De acuerdo con el informe de la SIB, se concluyó que estas operaciones anómalas “estaban relacionadas principalmente con la capitalización del Interbank y con las empresas del Grupo Consagro, utilizando una mezcla de transacciones contables irregulares, con el propósito de desviar recursos financieros del Interbank hacia empresas del referido grupo económico”.
Por otro lado, en septiembre del 2001, durante el proceso de liquidación, la SIB confirmó que el Dresdner Bank de Panamá otorgó a la empresa Interinver préstamos que sumaron 7.1 millones de dólares, por los que en garantía el Interbank entregó tres certificados de depósitos a plazo por igual valor que mantenía en dicha institución bancaria.
Los recursos obtenidos por estos préstamos eran para capitalizar a las empresas vinculadas con el Grupo Consagro.
En septiembre del 2003, la Comisión Anticorrupción de la Asamblea Nacional presentó un informe sobre el caso del Interbank en el que mostraban preocupación por la forma en que grupos de interés llevaron a la quiebra a esta institución bancaria.
“Se trata de personas profesionalmente organizadas, supuestamente para defraudar al banco Interbank, y es más lamentable aún cuando al final de estos casos, como ha sucedido con este banco y todos los demás que han quebrado y que su característica ha sido como se dijo antes, supuestamente de carácter fraudulento que es el Estado (el afectado), es decir, son los impuestos, los préstamos, los ahorros, las recaudaciones que ha recibido el Estado”, señala el informe de la Asamblea Nacional.

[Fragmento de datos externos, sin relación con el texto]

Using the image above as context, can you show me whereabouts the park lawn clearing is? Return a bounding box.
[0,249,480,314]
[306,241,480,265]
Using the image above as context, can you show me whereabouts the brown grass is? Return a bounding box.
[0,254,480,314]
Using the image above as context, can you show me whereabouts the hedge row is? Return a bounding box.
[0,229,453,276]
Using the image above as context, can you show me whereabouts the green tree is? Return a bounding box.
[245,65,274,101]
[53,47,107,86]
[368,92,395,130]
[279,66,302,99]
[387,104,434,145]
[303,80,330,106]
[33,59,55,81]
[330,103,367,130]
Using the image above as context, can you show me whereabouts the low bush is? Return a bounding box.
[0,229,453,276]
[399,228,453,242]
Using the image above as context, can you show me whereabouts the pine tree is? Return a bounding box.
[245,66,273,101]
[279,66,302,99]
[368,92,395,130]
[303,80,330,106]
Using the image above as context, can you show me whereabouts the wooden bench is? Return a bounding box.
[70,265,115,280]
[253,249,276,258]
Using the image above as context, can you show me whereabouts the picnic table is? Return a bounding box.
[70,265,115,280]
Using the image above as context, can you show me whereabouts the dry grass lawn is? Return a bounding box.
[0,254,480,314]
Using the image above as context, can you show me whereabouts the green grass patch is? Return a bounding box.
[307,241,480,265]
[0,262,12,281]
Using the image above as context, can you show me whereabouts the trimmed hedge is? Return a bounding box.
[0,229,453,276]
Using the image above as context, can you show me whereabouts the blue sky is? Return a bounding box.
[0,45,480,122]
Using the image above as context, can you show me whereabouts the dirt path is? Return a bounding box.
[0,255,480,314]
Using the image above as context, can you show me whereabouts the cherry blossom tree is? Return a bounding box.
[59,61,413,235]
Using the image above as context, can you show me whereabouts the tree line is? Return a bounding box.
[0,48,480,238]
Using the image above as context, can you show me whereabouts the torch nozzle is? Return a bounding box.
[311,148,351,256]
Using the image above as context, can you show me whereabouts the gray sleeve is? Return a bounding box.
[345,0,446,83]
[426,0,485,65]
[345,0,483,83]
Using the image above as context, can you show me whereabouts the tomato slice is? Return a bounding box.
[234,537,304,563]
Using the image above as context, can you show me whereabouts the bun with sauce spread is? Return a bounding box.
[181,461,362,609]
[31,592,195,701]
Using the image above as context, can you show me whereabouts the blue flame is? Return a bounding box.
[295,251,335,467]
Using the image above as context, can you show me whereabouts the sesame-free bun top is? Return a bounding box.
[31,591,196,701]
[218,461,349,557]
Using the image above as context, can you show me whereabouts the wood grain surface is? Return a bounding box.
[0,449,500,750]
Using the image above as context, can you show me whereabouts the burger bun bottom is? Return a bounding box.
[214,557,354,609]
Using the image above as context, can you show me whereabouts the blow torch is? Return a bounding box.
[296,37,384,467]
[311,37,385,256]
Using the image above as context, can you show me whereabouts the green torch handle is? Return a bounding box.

Más adelante agrega que “con todas las informaciones y declaraciones obtenidas por esta Comisión todavía se continúa sin determinar el paradero de los 232.7 millones de dólares que el banco perdió y las personas responsables de este acto ilícito y que a la postre fue el Estado de la República de Nicaragua el que tuvo que responder por dichas pérdidas”.
Al mismo tiempo, y casi por ironía, la Comisión recomendó a los jueces y magistrados castigar de conformidad con las leyes del país, aplicándolas sin distingos de ninguna clase, a los que resultaren culpables de los delitos que se les imputan, concernientes al caso que nos ocupa en este informe”.
El informe de la Comisión Especial Anticorrupción lo firmaron los diputados Noel Pereira Majano, Roberto Rodríguez, Luis Benavides Romero, José Castillo Osejo, todos del Partido Liberal Constitucionalista, y los sandinistas Fidel Moreno Briones, Edwin Castro y José Antonio Zepeda, por Gustavo Porras.